Oszuści podatkowi nie składają broni. Gdy władzom skarbowym udało się powstrzymać plagę wyłudzeń VAT w handlu stalą i elektroniką, przenieśli się na inne towary, w tym na olej rzepakowy. Zachęca ich do tego zróżnicowanie stawki podatku: 5 proc. na olej jadalny i 23 proc. na techniczny.
W praktyce oba rodzaje nadają się do spożycia, ale oszuści w sztuczny sposób zmieniają przeznaczenie oleju, a tym samym i stawkę podatku. Zarabiają – mówiąc w uproszczeniu – na zwrocie różnicy w stawkach.
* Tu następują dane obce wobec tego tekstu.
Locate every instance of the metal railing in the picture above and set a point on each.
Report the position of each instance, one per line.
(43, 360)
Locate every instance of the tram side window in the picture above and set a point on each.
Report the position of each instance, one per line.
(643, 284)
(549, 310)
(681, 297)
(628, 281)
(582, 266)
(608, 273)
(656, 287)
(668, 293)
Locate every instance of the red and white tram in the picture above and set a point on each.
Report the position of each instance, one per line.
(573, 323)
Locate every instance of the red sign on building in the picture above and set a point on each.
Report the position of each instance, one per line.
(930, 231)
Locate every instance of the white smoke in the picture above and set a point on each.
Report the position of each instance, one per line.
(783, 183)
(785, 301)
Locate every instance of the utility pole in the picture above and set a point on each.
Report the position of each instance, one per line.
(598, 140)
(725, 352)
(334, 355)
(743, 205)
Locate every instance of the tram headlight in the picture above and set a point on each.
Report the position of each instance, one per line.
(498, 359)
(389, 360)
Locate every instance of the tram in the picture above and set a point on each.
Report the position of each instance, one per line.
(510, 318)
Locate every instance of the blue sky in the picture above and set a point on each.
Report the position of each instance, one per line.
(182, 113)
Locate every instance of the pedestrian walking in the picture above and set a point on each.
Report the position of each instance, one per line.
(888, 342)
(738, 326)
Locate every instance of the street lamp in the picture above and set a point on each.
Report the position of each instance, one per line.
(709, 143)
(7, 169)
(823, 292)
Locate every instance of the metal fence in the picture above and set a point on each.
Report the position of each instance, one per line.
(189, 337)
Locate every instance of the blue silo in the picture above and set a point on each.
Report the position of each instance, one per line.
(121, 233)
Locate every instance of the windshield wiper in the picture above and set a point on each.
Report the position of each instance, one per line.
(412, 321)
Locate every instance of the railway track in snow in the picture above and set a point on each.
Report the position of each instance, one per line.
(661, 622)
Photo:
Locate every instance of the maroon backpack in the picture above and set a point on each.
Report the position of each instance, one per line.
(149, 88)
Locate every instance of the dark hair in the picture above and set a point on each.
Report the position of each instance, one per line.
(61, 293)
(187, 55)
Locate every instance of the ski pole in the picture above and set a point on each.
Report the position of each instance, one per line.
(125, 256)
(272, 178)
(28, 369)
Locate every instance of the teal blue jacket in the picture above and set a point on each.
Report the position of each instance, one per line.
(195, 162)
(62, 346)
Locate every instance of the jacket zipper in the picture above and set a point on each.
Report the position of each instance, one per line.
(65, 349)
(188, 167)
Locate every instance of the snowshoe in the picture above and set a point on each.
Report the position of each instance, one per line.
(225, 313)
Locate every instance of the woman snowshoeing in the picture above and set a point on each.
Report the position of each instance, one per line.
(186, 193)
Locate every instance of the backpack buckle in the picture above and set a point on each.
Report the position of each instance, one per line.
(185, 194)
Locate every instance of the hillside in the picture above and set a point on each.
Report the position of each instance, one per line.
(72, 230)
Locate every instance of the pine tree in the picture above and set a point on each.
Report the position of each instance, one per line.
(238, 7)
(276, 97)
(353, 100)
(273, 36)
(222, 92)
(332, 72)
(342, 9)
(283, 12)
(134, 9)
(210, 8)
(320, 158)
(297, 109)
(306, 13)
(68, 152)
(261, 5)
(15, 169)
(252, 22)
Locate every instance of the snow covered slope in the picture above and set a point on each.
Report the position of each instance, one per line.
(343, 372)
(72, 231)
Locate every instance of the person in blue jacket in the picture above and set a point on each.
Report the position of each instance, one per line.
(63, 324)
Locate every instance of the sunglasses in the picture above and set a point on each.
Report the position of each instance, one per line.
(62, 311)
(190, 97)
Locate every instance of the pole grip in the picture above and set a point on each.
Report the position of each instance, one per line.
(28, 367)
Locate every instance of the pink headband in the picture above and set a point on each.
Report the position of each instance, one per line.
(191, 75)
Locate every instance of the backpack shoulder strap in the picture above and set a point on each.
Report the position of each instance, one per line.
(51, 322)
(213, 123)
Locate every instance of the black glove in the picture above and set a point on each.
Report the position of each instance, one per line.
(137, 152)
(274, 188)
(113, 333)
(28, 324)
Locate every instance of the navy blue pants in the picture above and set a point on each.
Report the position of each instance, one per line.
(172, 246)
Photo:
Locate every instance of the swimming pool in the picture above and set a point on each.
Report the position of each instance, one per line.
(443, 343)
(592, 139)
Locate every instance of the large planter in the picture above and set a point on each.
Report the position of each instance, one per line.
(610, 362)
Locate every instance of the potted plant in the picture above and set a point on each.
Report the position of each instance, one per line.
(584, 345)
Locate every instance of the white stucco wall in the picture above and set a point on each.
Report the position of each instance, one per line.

Fiskus jest świadom tego procederu: w latach 2012–2015 urzędy kontroli skarbowej (UKS) wszczęły na tym rynku 473 postępowania kontrolne, z czego 245 zostało zakończonych. Wykryły oszustwa w VAT na kwotę ponad 1 mld zł. Niestety, walczą nie tylko z oszustami, ale też z uczciwymi przedsiębiorcami produkującymi biopaliwa.
Klasyczny zarzut stawiany takim producentom to fikcyjność transakcji zakupu oleju rzepakowego. Tymczasem takie firmy są zwykle tzw. składami podatkowymi, gdzie każda transakcja jest ściśle dokumentowana i nadzorowana przez celników. Jednak dla UKS nie jest to argument i zapisane w celniczych rejestrach transakcje uznają za niebyłe. A to jest podstawą do zakwestionowania prawa do odliczenia VAT.
Różne organy fiskalne powinny ze sobą ściśle współpracować. – Dlatego kuriozalne jest ignorowanie przez UKS wiedzy celników, którzy na bieżąco monitorują wszystkie dostawy i działalność produkcyjną w składzie podatkowym – komentuje Wojciech Pławiak, doradca podatkowy i pełnomocnik jednego z producentów.